Il est un constat extrêmement inquiétant : la France est le seul grand pays de la zone euro dont l’endettement continue de croître. Tous les pays, y compris ceux d’Europe du Sud, se désendettent, sauf la France ! Notre endettement atteint aujourd’hui 96,8 % du PIB.

L’in constate aussi des trajectoires contrastées entre les sous-secteurs de l’administration publique. En effet, si les administrations publiques locales et les administrations sociales enregistrent un solde positif, l’État reste très fortement déficitaire, à hauteur de près de 60 milliards d’euros.

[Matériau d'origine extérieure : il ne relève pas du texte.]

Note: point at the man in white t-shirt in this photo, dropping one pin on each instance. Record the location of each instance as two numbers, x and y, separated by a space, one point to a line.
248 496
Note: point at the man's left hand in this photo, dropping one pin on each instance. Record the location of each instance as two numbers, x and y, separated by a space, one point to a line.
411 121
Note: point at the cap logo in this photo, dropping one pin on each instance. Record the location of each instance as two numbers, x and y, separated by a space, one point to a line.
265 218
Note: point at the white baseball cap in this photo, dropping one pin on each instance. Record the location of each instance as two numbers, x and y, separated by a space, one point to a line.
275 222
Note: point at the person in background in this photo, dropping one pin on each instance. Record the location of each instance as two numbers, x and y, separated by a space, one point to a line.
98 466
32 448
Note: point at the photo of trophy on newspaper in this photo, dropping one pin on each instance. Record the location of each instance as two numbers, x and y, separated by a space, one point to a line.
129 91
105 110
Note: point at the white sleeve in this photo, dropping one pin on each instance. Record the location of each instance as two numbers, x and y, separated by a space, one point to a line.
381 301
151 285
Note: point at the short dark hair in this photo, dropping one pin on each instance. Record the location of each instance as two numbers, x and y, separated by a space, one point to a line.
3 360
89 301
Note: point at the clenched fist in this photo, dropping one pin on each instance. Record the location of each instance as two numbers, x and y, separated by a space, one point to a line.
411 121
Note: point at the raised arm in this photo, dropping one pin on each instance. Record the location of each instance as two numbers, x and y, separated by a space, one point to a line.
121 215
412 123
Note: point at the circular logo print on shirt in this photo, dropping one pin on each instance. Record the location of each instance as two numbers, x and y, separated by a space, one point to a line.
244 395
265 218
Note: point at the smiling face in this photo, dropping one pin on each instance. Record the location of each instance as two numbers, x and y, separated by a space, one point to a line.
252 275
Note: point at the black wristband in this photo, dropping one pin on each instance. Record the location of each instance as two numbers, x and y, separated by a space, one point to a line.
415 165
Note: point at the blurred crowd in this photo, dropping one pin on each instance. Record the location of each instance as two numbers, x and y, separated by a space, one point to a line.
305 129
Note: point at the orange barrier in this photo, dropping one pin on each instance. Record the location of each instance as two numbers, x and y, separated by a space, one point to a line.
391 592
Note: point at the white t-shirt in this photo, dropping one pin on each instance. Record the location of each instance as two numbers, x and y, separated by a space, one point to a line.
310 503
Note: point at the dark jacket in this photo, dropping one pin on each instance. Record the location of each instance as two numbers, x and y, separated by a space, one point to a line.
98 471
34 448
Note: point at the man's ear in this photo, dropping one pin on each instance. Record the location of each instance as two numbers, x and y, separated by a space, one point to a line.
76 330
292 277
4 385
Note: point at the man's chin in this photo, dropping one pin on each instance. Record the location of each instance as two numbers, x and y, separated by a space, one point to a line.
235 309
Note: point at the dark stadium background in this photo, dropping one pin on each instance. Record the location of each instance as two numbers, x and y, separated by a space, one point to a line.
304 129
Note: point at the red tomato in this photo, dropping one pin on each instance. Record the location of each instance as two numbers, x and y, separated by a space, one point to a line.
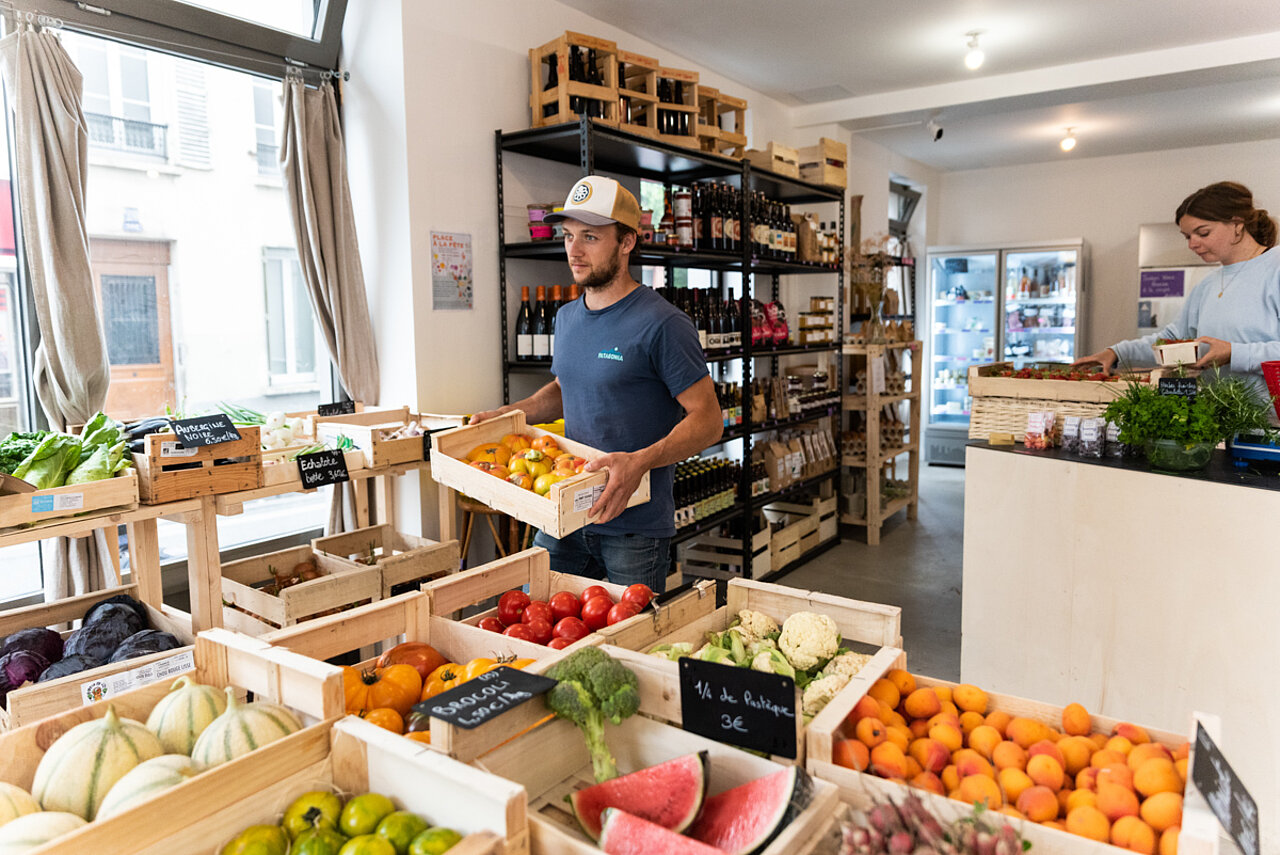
595 612
511 606
571 629
621 612
521 631
540 629
565 604
640 594
538 611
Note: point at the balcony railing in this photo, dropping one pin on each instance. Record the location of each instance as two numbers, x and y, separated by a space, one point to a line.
127 135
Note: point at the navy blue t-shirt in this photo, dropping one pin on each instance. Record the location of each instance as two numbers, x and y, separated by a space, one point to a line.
620 370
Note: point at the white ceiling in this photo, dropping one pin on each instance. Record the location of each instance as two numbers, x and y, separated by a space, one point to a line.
1129 76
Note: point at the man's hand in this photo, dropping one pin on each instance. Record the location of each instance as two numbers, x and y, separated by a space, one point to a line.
626 469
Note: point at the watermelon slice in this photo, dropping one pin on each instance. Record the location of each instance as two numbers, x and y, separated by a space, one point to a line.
745 819
624 833
668 794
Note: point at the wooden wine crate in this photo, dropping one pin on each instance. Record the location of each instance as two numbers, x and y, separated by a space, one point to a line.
39 700
863 790
254 611
552 762
557 51
400 558
32 506
561 511
168 471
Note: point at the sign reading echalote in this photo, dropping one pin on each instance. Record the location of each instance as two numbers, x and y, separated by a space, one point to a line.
336 408
205 430
480 699
737 705
323 467
1225 794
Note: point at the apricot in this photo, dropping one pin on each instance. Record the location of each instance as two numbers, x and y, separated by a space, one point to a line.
1157 775
1089 822
979 787
1038 804
969 698
1162 810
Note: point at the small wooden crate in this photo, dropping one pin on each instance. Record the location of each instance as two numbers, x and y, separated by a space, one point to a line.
552 762
167 471
400 558
252 611
40 700
561 511
557 51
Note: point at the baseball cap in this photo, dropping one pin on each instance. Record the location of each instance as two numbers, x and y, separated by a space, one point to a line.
597 200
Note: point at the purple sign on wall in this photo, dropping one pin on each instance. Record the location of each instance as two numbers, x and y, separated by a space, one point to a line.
1162 283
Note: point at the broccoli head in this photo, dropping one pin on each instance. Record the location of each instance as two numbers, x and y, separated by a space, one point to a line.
593 687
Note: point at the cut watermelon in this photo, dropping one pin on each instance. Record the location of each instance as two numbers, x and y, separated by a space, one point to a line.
745 819
624 833
668 794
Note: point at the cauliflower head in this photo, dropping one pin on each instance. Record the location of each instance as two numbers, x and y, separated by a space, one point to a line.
809 639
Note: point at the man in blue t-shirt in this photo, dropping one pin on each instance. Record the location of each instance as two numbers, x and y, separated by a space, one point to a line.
630 380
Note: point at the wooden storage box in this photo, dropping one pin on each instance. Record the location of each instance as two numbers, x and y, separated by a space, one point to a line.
561 511
247 608
40 700
168 471
400 558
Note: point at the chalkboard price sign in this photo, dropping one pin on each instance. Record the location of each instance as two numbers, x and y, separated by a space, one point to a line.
323 467
737 705
1225 794
485 696
205 430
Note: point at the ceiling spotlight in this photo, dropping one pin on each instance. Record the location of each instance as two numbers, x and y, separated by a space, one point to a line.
974 58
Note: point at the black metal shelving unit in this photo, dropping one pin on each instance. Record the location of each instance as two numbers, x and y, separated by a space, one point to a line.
599 149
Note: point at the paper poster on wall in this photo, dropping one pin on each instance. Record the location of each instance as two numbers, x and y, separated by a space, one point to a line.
451 270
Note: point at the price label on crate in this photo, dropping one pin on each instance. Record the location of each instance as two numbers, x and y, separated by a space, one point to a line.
328 466
205 430
485 696
737 705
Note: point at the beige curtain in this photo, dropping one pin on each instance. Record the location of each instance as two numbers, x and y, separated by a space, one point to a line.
314 164
71 369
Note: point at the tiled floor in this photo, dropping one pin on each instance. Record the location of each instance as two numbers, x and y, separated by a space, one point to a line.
915 566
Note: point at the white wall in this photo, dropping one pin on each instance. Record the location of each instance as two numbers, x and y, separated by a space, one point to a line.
1104 200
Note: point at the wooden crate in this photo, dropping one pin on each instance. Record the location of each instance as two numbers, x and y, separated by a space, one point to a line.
247 608
552 762
862 790
400 558
557 51
165 471
40 700
73 499
561 511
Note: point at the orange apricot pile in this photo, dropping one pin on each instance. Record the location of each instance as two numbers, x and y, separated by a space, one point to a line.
1119 787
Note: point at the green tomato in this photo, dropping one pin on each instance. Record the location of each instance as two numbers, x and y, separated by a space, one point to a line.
366 845
315 809
362 814
400 828
433 841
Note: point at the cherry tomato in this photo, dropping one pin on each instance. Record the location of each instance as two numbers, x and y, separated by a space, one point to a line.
640 594
511 606
621 612
595 612
571 629
538 611
565 604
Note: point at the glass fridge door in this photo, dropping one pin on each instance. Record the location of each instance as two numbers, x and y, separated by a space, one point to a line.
1041 289
963 291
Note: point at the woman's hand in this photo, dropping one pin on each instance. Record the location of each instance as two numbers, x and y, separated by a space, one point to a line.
1219 352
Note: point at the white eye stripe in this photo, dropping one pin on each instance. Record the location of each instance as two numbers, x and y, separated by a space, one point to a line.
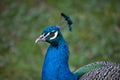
47 34
56 33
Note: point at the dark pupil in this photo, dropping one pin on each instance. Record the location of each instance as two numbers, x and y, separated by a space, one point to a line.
51 34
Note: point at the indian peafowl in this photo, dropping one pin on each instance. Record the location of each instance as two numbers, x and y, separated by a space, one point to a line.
56 66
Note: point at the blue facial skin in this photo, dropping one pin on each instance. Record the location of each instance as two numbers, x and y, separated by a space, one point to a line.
55 65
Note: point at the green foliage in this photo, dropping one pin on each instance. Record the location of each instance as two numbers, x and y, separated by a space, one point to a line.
95 35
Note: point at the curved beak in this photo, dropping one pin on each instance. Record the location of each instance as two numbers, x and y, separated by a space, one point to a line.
40 38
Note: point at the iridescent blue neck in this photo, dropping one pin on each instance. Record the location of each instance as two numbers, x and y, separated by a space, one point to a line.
56 63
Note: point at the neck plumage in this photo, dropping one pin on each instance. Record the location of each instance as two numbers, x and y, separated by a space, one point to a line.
56 63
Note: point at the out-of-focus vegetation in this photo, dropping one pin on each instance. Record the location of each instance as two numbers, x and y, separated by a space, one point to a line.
95 35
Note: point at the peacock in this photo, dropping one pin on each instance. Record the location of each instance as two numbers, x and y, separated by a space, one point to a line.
56 65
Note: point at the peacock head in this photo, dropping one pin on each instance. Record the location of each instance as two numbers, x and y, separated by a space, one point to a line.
51 34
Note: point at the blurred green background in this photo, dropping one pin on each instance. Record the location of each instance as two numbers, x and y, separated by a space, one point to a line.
95 35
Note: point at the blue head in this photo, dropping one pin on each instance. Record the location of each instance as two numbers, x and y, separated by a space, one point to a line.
51 34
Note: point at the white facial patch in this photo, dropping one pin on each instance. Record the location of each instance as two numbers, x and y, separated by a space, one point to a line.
55 35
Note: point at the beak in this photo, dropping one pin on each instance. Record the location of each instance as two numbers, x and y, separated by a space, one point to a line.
40 38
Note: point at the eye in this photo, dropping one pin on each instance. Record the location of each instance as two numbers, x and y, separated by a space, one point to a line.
52 34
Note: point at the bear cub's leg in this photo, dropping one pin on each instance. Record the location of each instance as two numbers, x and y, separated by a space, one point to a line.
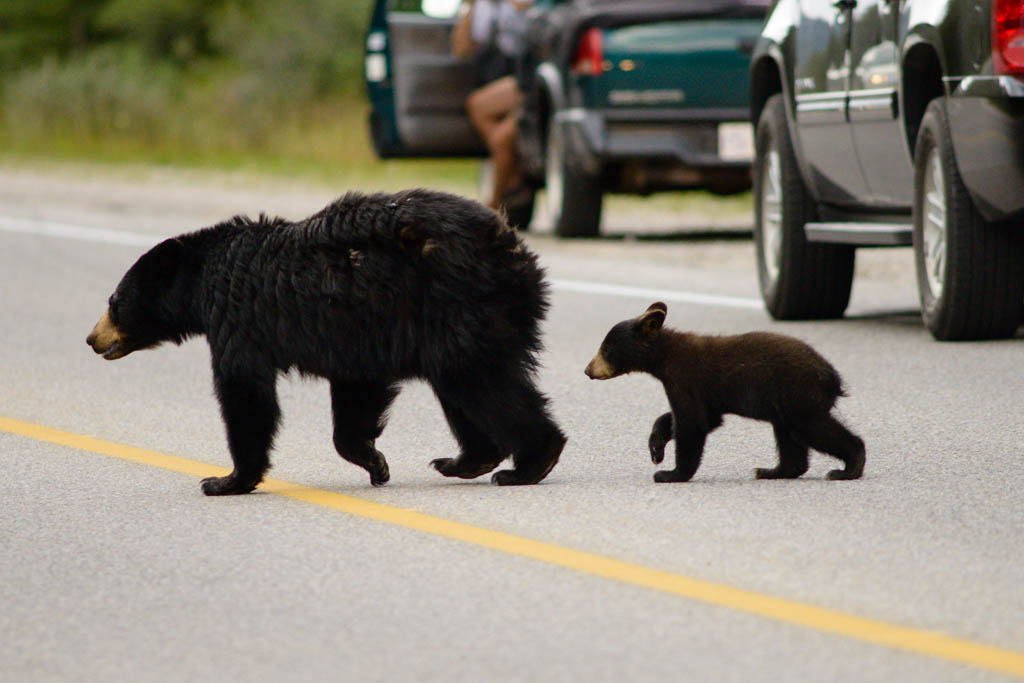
829 435
689 449
251 415
660 434
793 457
358 419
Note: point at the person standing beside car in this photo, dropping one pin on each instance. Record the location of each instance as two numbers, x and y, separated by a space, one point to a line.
491 34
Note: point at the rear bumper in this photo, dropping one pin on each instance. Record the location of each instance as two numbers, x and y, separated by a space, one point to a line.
986 114
690 138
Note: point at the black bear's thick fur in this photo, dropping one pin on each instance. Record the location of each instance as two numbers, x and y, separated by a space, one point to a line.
758 375
373 290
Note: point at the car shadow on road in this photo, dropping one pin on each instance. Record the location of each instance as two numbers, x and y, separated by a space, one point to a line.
684 235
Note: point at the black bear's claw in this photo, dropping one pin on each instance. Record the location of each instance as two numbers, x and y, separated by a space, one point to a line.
228 485
669 476
456 467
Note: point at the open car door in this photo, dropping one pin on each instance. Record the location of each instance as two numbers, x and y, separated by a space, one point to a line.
417 89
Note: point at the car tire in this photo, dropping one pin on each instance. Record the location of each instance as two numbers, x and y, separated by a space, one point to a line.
517 214
799 280
970 271
573 199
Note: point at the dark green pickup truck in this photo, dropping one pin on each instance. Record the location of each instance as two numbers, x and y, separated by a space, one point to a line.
622 96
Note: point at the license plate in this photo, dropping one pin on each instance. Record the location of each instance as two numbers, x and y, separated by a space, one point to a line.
735 141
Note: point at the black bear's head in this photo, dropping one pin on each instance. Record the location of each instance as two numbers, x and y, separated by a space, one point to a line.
627 346
138 313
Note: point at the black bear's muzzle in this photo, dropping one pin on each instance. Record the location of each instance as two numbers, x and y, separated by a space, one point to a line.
107 340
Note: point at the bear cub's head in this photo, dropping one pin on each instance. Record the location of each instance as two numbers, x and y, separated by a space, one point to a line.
627 346
140 310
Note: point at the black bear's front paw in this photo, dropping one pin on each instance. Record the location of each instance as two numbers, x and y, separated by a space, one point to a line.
379 472
670 476
457 467
229 485
774 473
510 478
656 445
844 475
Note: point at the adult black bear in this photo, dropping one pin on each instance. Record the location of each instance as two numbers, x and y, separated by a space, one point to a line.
370 291
759 375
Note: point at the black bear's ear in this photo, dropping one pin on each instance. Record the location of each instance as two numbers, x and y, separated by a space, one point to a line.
653 318
166 256
160 263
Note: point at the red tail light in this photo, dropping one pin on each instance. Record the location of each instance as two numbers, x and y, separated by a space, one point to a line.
1008 37
590 53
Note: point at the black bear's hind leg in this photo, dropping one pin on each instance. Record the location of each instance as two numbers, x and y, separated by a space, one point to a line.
478 454
249 407
793 459
829 435
660 434
513 414
689 449
359 415
536 439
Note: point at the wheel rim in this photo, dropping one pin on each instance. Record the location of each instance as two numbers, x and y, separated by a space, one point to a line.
934 224
771 213
553 171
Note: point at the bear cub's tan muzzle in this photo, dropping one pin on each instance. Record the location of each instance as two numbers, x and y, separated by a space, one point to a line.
598 369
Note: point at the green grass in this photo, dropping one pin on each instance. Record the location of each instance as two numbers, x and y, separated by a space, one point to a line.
328 145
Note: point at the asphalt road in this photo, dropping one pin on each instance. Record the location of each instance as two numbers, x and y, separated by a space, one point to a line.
116 567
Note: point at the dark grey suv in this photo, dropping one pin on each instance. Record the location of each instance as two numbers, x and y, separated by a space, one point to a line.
890 123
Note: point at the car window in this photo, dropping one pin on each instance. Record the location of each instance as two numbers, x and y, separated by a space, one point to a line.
435 8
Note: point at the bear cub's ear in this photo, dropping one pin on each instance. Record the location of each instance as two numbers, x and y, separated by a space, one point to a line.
652 318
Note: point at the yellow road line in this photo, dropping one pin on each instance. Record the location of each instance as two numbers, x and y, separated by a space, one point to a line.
903 638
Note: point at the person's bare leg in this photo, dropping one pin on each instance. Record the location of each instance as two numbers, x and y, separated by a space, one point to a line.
506 163
489 104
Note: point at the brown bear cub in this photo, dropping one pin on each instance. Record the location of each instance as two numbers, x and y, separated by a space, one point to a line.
758 375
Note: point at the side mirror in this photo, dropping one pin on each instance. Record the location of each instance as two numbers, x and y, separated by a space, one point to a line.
440 8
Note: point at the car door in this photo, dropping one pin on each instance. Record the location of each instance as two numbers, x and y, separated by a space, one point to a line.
417 90
820 84
873 104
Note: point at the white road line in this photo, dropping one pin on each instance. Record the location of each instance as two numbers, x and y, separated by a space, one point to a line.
98 235
80 232
654 294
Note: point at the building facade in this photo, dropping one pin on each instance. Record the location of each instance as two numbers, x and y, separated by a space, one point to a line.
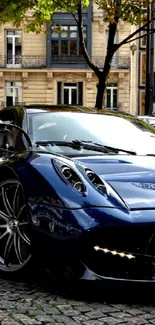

Certes, le déficit de l’État s’est réduit de 1,4 milliard d’euros, mais ce ne sont pas uniquement les efforts de maîtrise de la dépense qui l’expliquent : au contraire, plus de 9 milliards d’euros de dépenses supplémentaires ont été enregistrés. L’amélioration du solde budgétaire provient donc essentiellement de l’élasticité des recettes, ainsi que de la diminution des prélèvements sur recettes destinés à l’Union européenne et de mesures de périmètre.

Le budget exécuté s’est assez sensiblement éloigné des plafonds fixés par la loi de finances initiale, puisque les dépenses de l’État ont dépassé la dotation initiale de 4,2 milliards d’euros.